WMittens · 20/08/2012 22:06

What is the MN Pedants' stance on this?

"Preheat the oven."
"Pre-order festival tickets."
"Pre-chopped vegetables."

A friend of mine maintains that it is impossible to 'preheat' an oven; you can only heat an oven. It is also impossible to 'pre-order' anything; you order it, plain and simple. 'Pre-chopped' vegetables surely means vegetables in their, original, unchopped form.

You may have seen the worst offender of all, somewhere: 'pre-prepare'.


(Just to clarify, I was going to hyphenate all of the words out of consistency, however my (US English) spellchecker happily accepts 'preheat' without the hyphen.)

OP posts:
wasabipeanut · 20/08/2012 22:11

I was editing a document at the weekend and saw the word "pre-existing." I crossed out the pre- but may be overruled by the Anerican author.

Trills · 20/08/2012 22:13

I'd say it signifies a difference of intention.

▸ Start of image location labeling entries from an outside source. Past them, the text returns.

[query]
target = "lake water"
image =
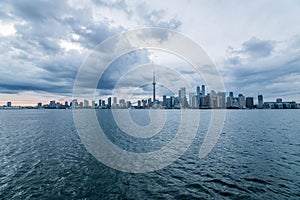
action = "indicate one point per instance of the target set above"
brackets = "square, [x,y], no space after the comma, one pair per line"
[257,157]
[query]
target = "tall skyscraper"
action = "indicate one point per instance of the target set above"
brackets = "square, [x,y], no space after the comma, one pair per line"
[109,102]
[249,102]
[260,101]
[86,103]
[203,90]
[153,83]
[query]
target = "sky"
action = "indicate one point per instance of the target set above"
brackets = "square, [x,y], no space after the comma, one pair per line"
[255,46]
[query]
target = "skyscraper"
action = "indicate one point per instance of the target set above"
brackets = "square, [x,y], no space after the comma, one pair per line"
[249,102]
[109,102]
[203,90]
[260,101]
[153,83]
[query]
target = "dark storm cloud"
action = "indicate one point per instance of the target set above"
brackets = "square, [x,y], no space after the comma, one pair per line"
[37,55]
[254,47]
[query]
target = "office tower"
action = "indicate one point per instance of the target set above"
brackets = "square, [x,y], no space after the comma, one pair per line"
[115,101]
[74,103]
[8,104]
[221,99]
[182,92]
[52,104]
[194,102]
[109,102]
[260,101]
[122,103]
[191,96]
[164,100]
[183,99]
[203,90]
[86,103]
[128,104]
[198,91]
[154,88]
[249,102]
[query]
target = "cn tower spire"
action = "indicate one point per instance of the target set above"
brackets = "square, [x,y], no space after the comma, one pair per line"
[153,83]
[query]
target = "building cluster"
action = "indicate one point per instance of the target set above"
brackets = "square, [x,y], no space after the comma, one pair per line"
[199,99]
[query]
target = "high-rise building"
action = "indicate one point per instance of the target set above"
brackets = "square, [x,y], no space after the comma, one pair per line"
[242,101]
[203,90]
[260,104]
[52,104]
[85,103]
[221,99]
[199,94]
[249,102]
[109,102]
[164,100]
[153,83]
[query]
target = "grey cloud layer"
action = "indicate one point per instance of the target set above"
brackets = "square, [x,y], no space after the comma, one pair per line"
[37,58]
[265,66]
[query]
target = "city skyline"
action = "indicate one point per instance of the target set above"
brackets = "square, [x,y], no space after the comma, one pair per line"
[44,43]
[199,99]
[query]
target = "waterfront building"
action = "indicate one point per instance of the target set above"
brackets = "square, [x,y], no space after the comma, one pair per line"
[260,104]
[154,83]
[249,102]
[164,101]
[52,104]
[241,101]
[203,90]
[85,103]
[109,102]
[39,105]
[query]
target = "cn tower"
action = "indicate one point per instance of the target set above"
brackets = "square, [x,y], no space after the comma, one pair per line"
[153,87]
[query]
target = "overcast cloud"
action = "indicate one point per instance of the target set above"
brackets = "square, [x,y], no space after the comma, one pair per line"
[255,45]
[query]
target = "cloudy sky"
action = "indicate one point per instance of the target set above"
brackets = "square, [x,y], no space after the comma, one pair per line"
[255,45]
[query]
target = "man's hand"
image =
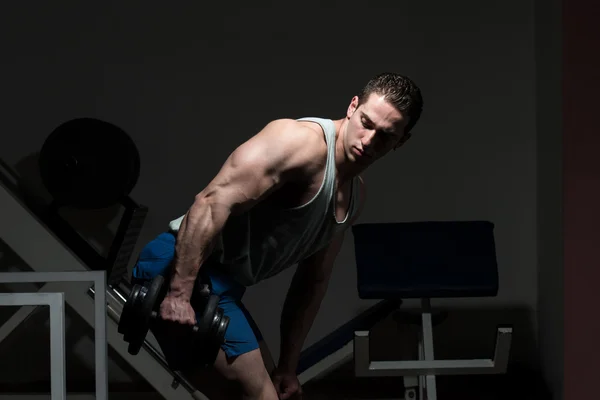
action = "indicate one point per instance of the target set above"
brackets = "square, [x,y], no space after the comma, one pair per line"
[178,310]
[287,385]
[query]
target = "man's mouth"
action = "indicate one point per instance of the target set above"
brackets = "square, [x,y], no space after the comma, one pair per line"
[360,152]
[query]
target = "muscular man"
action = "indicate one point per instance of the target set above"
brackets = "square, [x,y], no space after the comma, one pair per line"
[285,197]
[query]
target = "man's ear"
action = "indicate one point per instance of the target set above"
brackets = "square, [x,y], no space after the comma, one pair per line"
[352,107]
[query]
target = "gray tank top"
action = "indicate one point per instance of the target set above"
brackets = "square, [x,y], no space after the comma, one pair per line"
[268,238]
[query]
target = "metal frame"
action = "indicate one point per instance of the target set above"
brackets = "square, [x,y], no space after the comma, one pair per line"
[427,366]
[22,231]
[56,302]
[99,280]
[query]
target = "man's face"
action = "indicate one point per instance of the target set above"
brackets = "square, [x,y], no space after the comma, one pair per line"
[373,129]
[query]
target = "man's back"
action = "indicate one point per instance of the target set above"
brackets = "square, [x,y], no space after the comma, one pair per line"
[276,233]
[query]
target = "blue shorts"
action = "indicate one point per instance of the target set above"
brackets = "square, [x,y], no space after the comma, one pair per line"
[242,334]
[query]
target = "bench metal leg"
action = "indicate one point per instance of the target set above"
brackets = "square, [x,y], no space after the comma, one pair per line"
[427,367]
[56,302]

Preheating the oven is heating it before you put stuff in.

Pre-order makes no sense because there is no way to order something that is not in advance - you can't order it at the time.

EightiesChick · 20/08/2012 22:17

All these are annoying and 'pre-prepared', which I've also seen, is too.

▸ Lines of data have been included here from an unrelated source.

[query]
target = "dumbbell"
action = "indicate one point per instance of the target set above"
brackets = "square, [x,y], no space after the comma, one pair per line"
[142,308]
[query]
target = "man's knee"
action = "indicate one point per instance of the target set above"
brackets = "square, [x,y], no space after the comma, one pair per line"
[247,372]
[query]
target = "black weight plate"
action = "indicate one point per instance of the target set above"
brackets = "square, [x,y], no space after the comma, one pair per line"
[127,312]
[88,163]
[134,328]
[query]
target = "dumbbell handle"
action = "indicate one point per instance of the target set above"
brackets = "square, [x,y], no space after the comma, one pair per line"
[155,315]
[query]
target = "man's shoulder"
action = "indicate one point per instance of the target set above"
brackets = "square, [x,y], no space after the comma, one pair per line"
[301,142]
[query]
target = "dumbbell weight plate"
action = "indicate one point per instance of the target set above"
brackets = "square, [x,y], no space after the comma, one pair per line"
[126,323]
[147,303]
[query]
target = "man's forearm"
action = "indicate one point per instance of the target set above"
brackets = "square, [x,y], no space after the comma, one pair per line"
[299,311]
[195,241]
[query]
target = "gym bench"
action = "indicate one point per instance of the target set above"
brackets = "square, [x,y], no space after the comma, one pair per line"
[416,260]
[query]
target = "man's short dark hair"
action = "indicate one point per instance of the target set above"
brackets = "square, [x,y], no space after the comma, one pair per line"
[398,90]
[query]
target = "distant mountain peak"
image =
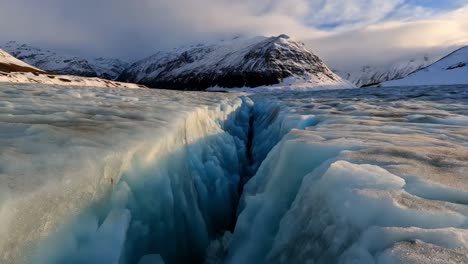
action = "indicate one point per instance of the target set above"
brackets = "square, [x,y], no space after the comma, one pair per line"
[240,62]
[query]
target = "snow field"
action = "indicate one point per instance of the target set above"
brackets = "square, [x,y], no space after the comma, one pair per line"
[363,183]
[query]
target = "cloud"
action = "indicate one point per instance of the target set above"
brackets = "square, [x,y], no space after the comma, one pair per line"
[393,40]
[344,32]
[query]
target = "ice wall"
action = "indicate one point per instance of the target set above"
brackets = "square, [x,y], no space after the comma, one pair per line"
[128,174]
[365,182]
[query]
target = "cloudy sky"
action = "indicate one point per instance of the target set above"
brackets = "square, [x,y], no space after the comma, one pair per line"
[343,32]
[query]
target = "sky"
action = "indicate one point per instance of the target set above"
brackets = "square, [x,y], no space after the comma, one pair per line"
[345,33]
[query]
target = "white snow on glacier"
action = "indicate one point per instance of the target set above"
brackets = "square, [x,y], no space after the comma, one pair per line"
[173,168]
[377,176]
[92,175]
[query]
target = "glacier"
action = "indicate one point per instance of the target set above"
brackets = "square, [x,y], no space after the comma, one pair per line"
[93,175]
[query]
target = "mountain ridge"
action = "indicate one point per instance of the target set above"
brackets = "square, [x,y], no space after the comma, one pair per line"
[250,62]
[451,69]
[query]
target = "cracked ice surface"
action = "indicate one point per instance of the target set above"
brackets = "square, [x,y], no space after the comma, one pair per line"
[116,170]
[375,176]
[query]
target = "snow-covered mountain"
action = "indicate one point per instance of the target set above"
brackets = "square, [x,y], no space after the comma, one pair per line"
[13,70]
[109,68]
[65,64]
[241,62]
[373,74]
[451,69]
[9,63]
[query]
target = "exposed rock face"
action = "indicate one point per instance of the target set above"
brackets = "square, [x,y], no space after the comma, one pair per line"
[371,74]
[241,62]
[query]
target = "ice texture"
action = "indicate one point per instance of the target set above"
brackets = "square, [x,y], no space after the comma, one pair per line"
[71,157]
[373,176]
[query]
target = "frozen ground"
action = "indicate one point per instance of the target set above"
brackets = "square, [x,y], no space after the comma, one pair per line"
[93,175]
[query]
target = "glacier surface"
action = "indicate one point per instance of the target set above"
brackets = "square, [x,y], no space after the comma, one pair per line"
[92,175]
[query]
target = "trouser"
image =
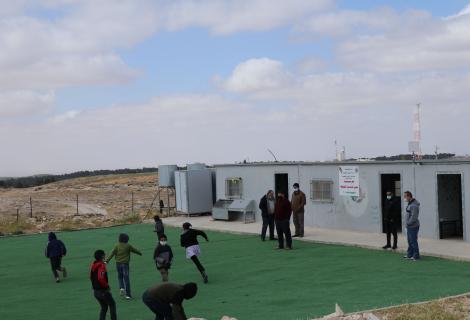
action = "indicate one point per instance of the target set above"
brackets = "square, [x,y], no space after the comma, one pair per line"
[391,228]
[268,221]
[298,218]
[161,310]
[106,300]
[413,248]
[123,277]
[164,273]
[198,264]
[56,265]
[283,228]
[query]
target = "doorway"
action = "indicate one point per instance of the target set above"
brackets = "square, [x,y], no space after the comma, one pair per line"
[281,183]
[449,204]
[390,182]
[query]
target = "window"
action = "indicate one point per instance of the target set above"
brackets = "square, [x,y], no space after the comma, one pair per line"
[321,190]
[233,188]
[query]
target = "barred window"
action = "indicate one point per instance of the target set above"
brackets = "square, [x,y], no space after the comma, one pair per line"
[233,188]
[321,190]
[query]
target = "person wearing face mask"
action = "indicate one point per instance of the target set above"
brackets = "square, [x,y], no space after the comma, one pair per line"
[392,212]
[267,204]
[412,226]
[163,257]
[298,202]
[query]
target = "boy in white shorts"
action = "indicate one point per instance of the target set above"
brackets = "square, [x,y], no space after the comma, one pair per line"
[189,241]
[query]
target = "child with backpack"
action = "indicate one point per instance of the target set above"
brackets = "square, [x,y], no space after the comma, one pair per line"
[101,290]
[163,257]
[122,251]
[55,251]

MrsWembley · 20/08/2012 22:28

I would suggest that the use of 'pre' in these situations is a sort of shorthand, particularly used in instructions. So, how about replacing 'pre' with 'already' or 'before' somewhere else in the sentence?

As in 'make sure you heat the oven before you put in the [insert food item here];

or 'order the tickets before you turn up at the gate';

or... no, can't think what to write for the vegetablesConfused.

Vaginald · 20/08/2012 22:48

I thought it was "previously prepared" ie, readily chopped veg.

Pre-order, order first, before general sale.
Etc

WMittens · 21/08/2012 08:12

When it is used with a verb, 'pre-' adds absolutely nothing to the meaning.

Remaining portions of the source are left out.